Indeed, 60% of adults say they prefer to participate in loyalty programs via a smartphone app as opposed to a physical card, according to the National Restaurant Association—although it doesn't appear that they were asked about other formats.

“The challenge is, are you going to get the same number of people into this program if you don’t give them a carrot?” Lopategui said. She suggested that restaurants going the non-app route may still need to offer customers something for signing up.

Ideally, though, a loyalty program that asks less of its users should allow restaurants to reach more of them, including both superfans and the occasional customers who make up the bulk of a restaurant’s audience. They’re important because they present the biggest opportunity for incremental sales. And they are probably less likely to join a more traditional program.

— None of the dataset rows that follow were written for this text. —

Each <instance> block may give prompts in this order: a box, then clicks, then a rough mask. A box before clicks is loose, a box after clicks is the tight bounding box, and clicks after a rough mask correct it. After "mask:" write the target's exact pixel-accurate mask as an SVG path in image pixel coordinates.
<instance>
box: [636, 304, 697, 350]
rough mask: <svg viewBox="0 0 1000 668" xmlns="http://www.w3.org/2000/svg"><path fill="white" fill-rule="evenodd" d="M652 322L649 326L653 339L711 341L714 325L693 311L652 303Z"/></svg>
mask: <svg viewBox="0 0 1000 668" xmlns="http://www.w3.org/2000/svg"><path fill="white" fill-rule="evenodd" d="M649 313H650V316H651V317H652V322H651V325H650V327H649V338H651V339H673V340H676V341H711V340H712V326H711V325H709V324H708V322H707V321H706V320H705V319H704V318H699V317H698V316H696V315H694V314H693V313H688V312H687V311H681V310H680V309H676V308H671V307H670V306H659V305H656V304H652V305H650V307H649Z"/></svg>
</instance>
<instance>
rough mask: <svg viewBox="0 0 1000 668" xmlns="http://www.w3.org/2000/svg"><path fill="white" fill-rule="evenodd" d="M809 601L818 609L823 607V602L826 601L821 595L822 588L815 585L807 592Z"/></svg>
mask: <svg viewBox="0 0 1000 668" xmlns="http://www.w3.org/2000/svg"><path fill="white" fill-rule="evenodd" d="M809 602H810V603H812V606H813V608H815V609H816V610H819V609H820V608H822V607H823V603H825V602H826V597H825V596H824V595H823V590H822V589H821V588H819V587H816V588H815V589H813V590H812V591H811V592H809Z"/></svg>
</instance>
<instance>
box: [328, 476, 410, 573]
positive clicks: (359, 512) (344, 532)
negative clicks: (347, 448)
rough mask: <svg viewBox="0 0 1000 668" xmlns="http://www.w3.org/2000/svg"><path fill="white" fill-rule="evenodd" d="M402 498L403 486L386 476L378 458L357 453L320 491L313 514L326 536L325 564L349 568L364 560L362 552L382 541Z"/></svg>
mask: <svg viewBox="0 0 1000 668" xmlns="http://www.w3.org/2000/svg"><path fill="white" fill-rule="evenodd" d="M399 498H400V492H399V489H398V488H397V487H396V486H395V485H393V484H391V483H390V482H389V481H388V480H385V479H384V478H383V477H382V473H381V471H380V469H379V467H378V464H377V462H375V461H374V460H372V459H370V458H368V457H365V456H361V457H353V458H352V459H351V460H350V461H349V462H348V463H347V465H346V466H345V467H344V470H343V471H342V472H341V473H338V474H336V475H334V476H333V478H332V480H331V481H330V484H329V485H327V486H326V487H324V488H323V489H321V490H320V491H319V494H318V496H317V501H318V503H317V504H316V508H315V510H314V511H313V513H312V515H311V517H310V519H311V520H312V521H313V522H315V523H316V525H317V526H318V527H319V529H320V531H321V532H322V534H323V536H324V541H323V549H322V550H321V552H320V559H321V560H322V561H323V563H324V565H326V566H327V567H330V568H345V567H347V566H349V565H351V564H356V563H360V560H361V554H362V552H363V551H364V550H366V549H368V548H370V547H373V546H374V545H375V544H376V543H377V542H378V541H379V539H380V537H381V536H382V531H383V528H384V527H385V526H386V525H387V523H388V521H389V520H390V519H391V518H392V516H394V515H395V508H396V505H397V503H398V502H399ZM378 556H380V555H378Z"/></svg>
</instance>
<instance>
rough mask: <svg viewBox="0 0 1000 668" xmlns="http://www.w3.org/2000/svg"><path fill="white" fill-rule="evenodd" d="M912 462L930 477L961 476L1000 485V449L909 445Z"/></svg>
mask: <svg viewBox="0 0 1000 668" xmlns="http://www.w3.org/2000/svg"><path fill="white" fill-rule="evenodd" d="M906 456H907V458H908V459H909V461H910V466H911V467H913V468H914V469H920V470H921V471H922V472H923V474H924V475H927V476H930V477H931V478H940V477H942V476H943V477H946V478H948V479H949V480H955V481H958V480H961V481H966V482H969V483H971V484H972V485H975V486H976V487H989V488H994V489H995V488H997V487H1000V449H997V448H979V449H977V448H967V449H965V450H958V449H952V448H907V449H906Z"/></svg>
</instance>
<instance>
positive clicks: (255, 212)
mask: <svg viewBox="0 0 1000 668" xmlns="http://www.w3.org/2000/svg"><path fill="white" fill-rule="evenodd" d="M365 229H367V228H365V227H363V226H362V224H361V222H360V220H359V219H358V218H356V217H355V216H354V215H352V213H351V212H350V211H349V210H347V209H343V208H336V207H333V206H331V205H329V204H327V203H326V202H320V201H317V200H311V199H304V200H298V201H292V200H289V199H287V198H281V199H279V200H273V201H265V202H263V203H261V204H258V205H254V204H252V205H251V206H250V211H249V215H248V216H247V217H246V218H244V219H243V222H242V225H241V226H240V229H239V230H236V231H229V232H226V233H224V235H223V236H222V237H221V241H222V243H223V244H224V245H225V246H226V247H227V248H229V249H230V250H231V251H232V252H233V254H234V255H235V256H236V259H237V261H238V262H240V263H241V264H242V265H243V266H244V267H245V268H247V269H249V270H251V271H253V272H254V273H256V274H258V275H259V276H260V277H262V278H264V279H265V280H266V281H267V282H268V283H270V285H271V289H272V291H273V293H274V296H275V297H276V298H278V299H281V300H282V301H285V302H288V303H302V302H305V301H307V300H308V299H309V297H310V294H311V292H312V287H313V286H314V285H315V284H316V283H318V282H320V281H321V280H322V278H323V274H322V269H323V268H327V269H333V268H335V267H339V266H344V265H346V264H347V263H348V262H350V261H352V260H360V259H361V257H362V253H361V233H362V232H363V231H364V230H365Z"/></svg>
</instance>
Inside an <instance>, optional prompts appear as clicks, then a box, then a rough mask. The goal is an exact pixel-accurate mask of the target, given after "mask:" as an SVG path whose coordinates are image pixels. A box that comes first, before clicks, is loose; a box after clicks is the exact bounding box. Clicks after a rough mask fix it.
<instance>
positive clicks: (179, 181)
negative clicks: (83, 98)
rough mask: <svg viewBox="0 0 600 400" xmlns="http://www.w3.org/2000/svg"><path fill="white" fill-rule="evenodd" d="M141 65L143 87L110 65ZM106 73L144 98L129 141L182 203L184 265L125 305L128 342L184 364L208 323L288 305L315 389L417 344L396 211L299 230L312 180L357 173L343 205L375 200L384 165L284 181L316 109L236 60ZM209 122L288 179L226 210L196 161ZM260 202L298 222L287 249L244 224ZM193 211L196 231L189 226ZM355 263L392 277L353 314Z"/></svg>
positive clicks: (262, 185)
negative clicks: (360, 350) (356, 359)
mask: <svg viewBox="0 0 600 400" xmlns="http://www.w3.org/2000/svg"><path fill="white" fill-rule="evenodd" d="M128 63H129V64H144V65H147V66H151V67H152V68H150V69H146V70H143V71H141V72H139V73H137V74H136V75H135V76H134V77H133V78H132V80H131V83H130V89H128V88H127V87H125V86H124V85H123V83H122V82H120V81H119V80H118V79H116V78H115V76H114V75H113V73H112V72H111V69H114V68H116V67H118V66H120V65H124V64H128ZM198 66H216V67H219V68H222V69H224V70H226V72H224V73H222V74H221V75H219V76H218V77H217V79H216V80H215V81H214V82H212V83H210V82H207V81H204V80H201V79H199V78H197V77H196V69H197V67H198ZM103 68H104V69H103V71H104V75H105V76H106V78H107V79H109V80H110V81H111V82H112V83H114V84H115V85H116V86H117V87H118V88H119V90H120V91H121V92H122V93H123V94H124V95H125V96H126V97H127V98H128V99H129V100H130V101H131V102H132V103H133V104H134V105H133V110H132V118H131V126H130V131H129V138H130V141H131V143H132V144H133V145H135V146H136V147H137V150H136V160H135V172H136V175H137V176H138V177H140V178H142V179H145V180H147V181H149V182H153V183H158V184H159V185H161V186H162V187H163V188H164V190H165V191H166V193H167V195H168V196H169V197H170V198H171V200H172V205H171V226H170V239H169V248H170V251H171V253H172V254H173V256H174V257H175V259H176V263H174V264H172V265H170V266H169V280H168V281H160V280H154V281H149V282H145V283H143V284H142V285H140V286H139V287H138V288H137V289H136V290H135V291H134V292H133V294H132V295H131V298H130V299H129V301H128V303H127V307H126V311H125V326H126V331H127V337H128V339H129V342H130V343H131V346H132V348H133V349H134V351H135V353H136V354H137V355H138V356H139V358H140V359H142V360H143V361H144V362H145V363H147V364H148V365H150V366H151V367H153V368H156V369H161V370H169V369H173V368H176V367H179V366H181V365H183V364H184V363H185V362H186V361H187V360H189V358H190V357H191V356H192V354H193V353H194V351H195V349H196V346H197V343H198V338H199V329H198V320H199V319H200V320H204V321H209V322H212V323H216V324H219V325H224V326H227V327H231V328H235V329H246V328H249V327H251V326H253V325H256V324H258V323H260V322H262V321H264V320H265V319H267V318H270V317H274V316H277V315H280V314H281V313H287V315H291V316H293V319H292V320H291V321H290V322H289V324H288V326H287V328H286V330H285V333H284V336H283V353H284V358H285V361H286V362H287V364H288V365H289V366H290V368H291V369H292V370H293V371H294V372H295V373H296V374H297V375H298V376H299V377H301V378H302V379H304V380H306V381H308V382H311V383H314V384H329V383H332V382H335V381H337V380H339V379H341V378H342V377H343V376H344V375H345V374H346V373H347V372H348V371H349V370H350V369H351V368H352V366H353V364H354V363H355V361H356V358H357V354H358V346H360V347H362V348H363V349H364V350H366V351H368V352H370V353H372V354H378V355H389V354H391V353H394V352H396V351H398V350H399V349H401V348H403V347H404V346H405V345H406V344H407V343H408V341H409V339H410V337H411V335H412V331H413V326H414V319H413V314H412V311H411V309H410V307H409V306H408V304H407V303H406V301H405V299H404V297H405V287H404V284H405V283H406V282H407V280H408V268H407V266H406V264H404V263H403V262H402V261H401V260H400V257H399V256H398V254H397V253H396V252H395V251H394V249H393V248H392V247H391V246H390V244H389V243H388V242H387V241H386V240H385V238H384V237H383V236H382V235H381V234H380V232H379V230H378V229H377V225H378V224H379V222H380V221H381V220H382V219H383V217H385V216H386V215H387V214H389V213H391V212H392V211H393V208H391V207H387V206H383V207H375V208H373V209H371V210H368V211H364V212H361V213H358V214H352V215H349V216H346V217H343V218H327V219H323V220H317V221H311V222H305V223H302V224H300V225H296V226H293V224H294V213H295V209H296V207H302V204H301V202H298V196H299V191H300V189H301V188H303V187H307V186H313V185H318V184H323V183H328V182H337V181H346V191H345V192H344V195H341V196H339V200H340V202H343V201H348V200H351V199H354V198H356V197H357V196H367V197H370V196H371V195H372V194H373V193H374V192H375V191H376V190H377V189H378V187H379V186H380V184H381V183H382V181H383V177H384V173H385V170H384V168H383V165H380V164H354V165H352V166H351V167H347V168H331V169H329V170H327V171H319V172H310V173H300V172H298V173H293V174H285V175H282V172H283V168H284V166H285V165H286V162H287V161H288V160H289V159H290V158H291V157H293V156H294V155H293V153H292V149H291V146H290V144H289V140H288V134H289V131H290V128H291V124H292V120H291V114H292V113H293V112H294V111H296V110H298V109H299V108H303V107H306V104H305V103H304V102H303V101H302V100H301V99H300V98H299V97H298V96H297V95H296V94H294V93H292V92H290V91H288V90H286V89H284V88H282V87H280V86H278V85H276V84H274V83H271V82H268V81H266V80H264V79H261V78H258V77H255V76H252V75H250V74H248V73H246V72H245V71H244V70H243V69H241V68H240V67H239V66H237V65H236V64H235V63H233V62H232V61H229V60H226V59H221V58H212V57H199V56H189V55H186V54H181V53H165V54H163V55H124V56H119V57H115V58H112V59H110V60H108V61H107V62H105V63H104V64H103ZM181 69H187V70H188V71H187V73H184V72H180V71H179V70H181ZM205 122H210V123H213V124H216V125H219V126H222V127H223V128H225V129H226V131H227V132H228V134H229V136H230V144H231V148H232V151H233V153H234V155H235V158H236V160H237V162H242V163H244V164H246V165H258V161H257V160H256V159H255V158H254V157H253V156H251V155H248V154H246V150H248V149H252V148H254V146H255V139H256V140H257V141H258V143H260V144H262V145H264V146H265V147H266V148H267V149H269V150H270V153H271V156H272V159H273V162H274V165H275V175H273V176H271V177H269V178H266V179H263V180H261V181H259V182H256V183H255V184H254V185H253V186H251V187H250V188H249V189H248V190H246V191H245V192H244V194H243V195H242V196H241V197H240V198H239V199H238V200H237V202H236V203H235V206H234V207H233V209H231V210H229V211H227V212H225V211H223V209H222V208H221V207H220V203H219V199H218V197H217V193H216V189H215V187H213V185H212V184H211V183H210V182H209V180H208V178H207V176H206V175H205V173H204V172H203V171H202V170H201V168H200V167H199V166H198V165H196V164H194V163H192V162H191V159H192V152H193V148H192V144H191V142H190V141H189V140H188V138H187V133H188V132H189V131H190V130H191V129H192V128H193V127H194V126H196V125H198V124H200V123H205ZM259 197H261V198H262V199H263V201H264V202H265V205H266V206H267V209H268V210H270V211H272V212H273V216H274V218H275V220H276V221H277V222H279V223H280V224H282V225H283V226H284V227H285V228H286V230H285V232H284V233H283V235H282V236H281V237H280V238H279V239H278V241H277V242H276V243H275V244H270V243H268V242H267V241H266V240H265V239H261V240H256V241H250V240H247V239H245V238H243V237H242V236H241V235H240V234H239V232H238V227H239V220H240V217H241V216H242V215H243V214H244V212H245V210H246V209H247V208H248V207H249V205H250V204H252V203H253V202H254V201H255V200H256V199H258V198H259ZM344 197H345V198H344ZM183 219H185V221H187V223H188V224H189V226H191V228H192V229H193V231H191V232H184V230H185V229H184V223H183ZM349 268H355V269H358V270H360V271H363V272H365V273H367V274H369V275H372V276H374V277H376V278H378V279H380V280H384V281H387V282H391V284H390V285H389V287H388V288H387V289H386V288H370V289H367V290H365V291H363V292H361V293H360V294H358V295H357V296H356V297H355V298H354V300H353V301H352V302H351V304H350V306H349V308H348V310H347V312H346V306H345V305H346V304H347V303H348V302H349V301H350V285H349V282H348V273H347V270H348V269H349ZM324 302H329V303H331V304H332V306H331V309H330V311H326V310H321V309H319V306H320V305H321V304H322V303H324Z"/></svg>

Portillo’s, for its part, expects to have 1.5 million to 1.7 million Perks members by mid-summer, which equates to about 17,000 at each of its 94 locations—“an extraordinary number,” said CEO Michael Osanloo—and all without an app.

Lopategui predicted that we'll see more of this kind of thing. But, “I think we’ll also discover in a year or two that we can’t get enough opt-ins. So you still have to dangle some kind of carrot in front of people.”